Dans les macarons, les initiales SB pour Société Bénédictine
Au plafond, richement décoré, l'architecte a habilement dissimulé une bouteille du précieux breuvage !
Dans le péristyle également, un superbe vitrail représente Dom Bernardo Vincelli entouré d'autres religieux en train d'élaborer la recette de l'élixir...
Attenante au péristyle se trouve la salle Gothique dont le plafond en bois peint est une pure merveille. Ce sont les charpentiers de marine du port de Fécamp qui en ont édifié le gros-oeuvre.
La bibliothèque du Palais Bénédictine se trouve juste en dessous de la mezzanine.
Dans la salle Gothique, nombre d’œuvres d'art sacré provenant pour partie de l'Abbaye de Fécamp, tel ce livre de psaumes en papier parcheminé.
Plusieurs pièces en cuivre et émaux de Limoges
Pyxide (vase sacré en forme de boîte utilisé pour conserver les hosties consacrées) du XIIIème siècle
Crucifix également du XIIIème siècle
Christ aux outrages (début XVIème siècle)
De très beaux objets en ivoire également tel ce Christ du XVIIème siècle taillé d'une seule pièce dans une défense d'éléphant, ce qui explique la position de ses bras...
ou encore celui-ci qui date du XVIIIème siècle (on aperçoit les jointures au niveau des épaules)
Que de souffrance exprimée par l'artiste dans ce visage...
Dans le Cabinet des manuscrits, sont exposés les plus beaux manuscrits anciens de la collection d'Alexandre Le Grand tel ce Livre d'heures enluminé du XVème siècle.
On accède ensuite à la salle du Dôme ou sont représentés les deux inventeurs : Alexandre Le Grand au travers d'un vitrail et Dom Bernardo Vincelli sous la forme d'une statue.
Notre guide nous montre le globe terrestre sur lequel Alexandre Le Grand pose une main tandis que de l'autre il désigne un ange ailé tenant à bout de bras une bouteille de la fameuse liqueur. Il veut ainsi signifier que l'élixir qu'il a ré-inventé est connu du monde entier...

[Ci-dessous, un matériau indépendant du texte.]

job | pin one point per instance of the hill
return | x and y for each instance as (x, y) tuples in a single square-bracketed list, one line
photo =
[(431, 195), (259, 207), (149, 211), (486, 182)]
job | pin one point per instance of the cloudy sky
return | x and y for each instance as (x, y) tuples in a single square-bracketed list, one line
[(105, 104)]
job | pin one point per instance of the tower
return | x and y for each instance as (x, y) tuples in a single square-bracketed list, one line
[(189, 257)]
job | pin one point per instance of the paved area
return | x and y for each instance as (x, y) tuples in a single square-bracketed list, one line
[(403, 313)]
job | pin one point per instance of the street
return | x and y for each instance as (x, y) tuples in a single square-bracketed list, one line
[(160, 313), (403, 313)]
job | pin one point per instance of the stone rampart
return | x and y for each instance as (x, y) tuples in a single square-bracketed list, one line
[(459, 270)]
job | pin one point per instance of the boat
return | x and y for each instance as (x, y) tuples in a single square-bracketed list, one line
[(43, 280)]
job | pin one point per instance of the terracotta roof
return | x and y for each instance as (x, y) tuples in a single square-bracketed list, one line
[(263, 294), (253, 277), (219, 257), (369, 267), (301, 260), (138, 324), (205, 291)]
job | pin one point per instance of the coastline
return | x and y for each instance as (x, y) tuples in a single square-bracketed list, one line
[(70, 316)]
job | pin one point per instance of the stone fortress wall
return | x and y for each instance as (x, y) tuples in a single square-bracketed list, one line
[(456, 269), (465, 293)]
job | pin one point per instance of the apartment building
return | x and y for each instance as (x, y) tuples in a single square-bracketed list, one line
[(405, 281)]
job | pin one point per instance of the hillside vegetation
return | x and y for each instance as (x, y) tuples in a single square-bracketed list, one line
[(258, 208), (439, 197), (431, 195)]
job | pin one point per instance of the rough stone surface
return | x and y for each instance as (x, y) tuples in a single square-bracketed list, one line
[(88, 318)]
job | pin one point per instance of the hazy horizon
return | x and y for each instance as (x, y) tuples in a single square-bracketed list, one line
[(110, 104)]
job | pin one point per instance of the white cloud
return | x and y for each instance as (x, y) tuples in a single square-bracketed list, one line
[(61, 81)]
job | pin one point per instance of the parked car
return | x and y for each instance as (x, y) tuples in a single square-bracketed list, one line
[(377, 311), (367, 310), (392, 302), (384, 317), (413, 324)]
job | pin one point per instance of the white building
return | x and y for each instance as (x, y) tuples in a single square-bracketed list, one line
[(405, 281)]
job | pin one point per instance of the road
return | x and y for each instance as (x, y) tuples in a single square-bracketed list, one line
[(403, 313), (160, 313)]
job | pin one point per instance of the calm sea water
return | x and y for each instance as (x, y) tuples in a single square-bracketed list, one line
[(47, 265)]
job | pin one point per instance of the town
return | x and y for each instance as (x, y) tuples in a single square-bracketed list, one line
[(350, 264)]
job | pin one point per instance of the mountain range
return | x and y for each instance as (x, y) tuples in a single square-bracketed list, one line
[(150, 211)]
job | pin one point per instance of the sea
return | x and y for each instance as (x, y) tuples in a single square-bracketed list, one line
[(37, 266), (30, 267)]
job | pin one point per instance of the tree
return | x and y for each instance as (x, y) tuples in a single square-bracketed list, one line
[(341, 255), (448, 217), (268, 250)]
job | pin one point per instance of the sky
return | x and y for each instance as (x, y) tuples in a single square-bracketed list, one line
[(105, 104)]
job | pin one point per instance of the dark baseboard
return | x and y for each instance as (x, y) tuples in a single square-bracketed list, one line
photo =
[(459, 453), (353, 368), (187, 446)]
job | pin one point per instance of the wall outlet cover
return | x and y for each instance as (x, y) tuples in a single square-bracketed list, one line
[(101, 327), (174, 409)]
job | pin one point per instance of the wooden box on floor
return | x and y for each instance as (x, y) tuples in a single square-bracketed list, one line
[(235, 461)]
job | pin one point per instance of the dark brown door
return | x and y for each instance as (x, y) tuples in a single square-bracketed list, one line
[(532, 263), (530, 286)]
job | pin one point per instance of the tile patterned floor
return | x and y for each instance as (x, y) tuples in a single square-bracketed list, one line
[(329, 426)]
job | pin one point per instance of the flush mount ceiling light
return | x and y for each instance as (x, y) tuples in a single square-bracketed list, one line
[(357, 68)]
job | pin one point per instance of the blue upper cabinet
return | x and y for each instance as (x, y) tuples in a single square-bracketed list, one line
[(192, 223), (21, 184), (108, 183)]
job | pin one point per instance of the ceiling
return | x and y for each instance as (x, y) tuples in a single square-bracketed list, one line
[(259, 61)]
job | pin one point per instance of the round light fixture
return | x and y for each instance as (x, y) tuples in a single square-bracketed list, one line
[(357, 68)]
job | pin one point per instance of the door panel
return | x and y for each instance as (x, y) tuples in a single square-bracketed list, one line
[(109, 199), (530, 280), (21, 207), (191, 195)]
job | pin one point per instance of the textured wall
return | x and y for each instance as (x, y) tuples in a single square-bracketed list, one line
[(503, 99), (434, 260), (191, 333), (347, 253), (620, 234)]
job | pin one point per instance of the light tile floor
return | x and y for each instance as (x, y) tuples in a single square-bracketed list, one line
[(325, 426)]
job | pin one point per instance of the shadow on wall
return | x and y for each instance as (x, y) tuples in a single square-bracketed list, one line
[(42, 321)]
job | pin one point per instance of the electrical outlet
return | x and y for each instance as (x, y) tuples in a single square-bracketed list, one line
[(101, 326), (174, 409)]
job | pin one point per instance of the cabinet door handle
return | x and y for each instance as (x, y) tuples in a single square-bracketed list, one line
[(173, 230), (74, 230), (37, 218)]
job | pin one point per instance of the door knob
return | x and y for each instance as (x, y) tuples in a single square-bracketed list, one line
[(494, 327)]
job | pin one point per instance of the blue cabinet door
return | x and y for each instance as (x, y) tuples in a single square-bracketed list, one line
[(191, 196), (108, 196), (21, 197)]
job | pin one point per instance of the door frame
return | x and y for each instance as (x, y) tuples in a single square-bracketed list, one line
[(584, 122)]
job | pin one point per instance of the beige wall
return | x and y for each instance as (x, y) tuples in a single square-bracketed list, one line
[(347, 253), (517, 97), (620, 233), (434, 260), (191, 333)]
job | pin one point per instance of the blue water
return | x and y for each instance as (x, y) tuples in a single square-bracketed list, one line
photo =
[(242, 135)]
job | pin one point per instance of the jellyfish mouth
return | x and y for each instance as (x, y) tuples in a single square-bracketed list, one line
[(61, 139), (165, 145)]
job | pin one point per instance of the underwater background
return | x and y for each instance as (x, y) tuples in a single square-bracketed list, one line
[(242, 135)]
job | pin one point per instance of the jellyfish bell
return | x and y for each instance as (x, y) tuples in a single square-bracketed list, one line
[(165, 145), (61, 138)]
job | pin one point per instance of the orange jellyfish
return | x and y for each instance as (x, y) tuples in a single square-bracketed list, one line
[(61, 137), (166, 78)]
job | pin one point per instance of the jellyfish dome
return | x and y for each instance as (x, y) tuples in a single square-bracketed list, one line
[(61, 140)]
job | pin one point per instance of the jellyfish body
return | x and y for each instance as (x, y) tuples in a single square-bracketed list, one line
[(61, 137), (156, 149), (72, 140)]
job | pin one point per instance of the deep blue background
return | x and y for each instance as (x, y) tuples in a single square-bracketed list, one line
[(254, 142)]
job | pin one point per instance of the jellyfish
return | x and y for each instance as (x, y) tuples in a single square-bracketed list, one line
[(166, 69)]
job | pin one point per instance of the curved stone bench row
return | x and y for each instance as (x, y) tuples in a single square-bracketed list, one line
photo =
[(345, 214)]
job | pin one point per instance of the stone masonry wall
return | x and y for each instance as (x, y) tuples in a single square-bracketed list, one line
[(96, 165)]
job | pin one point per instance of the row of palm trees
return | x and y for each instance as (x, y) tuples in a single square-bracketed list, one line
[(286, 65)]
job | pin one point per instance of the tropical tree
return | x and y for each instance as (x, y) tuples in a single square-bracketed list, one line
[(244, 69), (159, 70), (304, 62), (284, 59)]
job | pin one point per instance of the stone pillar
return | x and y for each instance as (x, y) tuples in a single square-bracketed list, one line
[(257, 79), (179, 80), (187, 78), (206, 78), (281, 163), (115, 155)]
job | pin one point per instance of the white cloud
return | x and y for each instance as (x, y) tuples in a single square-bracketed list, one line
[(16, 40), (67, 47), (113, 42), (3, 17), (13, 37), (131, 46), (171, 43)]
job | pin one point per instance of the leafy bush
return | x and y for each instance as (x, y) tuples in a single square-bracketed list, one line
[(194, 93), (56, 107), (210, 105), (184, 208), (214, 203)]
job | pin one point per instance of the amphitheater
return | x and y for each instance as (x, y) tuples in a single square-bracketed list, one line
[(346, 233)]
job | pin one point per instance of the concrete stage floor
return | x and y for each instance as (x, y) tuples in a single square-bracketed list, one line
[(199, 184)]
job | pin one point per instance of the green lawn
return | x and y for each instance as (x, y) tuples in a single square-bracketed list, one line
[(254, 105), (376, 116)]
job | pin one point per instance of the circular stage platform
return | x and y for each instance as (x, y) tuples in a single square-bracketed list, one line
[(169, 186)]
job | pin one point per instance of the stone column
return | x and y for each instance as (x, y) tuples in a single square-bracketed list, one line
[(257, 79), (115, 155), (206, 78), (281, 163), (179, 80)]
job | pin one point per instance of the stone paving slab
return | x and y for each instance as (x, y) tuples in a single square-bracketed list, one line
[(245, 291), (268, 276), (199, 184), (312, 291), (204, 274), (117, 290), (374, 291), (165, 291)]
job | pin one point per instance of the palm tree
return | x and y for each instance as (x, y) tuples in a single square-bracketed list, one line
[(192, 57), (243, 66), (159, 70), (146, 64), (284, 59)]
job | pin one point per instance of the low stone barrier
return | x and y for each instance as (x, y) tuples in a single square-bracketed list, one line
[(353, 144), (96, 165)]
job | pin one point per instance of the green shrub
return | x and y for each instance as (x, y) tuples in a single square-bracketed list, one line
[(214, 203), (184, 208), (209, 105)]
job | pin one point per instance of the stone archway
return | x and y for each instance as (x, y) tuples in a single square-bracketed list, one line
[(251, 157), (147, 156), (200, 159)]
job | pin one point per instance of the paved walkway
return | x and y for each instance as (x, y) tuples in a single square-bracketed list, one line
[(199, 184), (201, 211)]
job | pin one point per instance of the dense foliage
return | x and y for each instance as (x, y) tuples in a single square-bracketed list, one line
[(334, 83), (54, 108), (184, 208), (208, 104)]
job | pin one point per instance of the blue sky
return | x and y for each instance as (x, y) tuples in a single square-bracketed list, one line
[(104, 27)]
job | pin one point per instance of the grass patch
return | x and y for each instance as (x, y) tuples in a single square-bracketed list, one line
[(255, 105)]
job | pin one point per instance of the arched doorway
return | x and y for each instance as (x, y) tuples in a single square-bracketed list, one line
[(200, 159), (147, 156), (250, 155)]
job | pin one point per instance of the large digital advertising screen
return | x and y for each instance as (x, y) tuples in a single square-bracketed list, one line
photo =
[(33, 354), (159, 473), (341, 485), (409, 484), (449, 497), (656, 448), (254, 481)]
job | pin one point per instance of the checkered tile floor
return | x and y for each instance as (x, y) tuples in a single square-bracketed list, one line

Un détail du vitrail où l'on voit le précieux grimoire...
Voici la salle Renaissance : elle contient une impressionnante collection de ferronneries acquises par Alexandre Le Grand dans un château du Val de Loire.
Un décor un peu chargé tout de même...
Targette dite "de la salamandre couronnée"
Targette dite "du hérisson couronné"
Coffre de mariage à 7 pennes pour "mettre de l'argent de côté" (on aperçoit à gauche la petite case fermant à clé destinée à cet effet.)
Vitrine remplie de clés de coffres
Bottes de postillon en cuir pesant chacune 3 kilos : rassurez-vous, les bottes étaient fixées à la selle du cheval ! Un postillon était autrefois un conducteur de chevaux d'une voiture attelée chargée de distribuer le courrier.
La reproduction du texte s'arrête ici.